Sometime ago, the student unions operating as the frontal wing of the political force had padlocked the office of the dean throwing the entire activities of the academic calendar out of gear. It is a sheer paradox that there were no serious initiatives and attempts made to reach out to the striking students to call off the protests and open the shut out office of the dean. It looks like that the strikes and protests are presumably celebrated and enjoyed as the excuses for the non-performance and apathy by both the academic and administrative personnel. Even for the students who are inclined to indulge into acts of provocation and strikes such an apathy offer excuses to intensify their actions in mongering mischief and brewing troubles.

Oftentimes, the administrative staffs call the strikes halting both the academic and management functions of the university. Moreover, the elections for union of the TU non-academic core staff whose numerical strength is said to outnumber the teaching faculties too gets politically charged and the panels split along the political lines contest in a very competitive term. It indicates the intensity with which politicking is seeped into the rank and file of the university.

However, it is an irony to note that none of the strike and protest called by the students and academic faculties has been related with the demands and concerns towards reforming and improving the academic situations and environment. Needless to say, the physical and intellectual infrastructures and utilities in the central campus of the university itself are in a shambles.

Toilets, staircases, furniture and fixtures are in a state of disrepair and dilapidation. The stinking decrepit toilets and wash rooms show that the physical assets and facilities are woefully neglected without assigning a minimum of repair and maintenance. However, as noted above, students and teachers who often tend to go on strikes seldom bother to raise the issues of repair, maintenance and renovation of the university assets and facilities so that an improvement in academic environment could be attained. Moreover, the TU curriculum appertained to some of the subjects and disciplines is obsolete needing a revision and updating. Similarly, the quality of teaching staff is said to be poorer and inferior since senior teachers are hardly involved in the real classroom delivery. The teachers hired on contract basis are reported to be involved in dealing with the students in the classroom.
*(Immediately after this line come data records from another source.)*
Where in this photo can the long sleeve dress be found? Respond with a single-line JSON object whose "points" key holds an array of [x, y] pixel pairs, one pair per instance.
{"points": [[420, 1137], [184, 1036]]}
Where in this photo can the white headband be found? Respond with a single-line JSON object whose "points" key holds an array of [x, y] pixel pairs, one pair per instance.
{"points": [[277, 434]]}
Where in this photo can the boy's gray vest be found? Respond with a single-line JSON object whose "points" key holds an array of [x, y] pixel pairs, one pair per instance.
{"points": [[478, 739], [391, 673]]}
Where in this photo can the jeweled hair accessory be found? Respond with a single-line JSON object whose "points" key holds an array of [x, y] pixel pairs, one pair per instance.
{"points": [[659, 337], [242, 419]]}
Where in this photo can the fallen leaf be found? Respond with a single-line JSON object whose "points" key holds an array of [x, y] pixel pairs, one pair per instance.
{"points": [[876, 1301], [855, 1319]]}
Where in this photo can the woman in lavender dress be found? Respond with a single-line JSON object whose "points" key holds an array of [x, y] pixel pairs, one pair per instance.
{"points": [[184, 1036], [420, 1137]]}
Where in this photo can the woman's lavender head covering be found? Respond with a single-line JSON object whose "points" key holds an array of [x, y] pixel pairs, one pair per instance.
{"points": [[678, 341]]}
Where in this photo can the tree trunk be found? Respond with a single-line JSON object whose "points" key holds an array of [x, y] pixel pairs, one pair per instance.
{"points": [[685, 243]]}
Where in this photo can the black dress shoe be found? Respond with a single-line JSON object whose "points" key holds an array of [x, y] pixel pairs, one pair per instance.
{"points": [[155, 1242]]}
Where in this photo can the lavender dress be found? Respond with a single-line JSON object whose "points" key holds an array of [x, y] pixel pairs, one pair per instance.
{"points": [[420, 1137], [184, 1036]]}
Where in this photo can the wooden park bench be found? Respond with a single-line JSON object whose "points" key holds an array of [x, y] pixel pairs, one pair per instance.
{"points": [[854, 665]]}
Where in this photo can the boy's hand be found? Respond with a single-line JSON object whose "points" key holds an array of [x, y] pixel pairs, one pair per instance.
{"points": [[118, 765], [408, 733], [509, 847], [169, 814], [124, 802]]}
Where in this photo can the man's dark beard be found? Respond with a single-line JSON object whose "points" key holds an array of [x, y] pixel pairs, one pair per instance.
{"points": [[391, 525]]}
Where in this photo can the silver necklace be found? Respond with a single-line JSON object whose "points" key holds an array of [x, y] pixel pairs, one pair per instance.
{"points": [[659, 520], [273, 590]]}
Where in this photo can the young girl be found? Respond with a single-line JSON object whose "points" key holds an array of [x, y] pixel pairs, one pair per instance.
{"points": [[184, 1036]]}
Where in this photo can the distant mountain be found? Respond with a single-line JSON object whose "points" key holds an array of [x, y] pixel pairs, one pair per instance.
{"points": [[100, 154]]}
Many of the bright and reputed teachers who had opted for career in the university have either quit or gone on leave for greener pastures. The student unions and teachers have never framed these issues as the cause of calling for strikes and protests as their actions are seemingly dictated by political motivation. Taking cue from the sorry state of affairs in the university even the prime ministers and ministers as chancellor and pro vice-chancellors are reported to have made a derisive observation characterising TU as a factory where unemployable and non-productive human resource is harvested.

Critical reflection
However, when it comes to arresting and improving the deterioration of the TU and refraining from peddling political influence in its decision-making process, the responsible executive authorities of the government appear not very different from their predecessors. It is time a critical reflection was needed to bail the university out of the recoil of chaos and anomalies. The VC in his statement made available to the press paints a clear picture of the sad state of affairs in the university and makes an impassioned plea to restore the bruised image of the university. It is high time all stakeholders rose above the partisan interests and saved the nation's premier institution from going to ruins.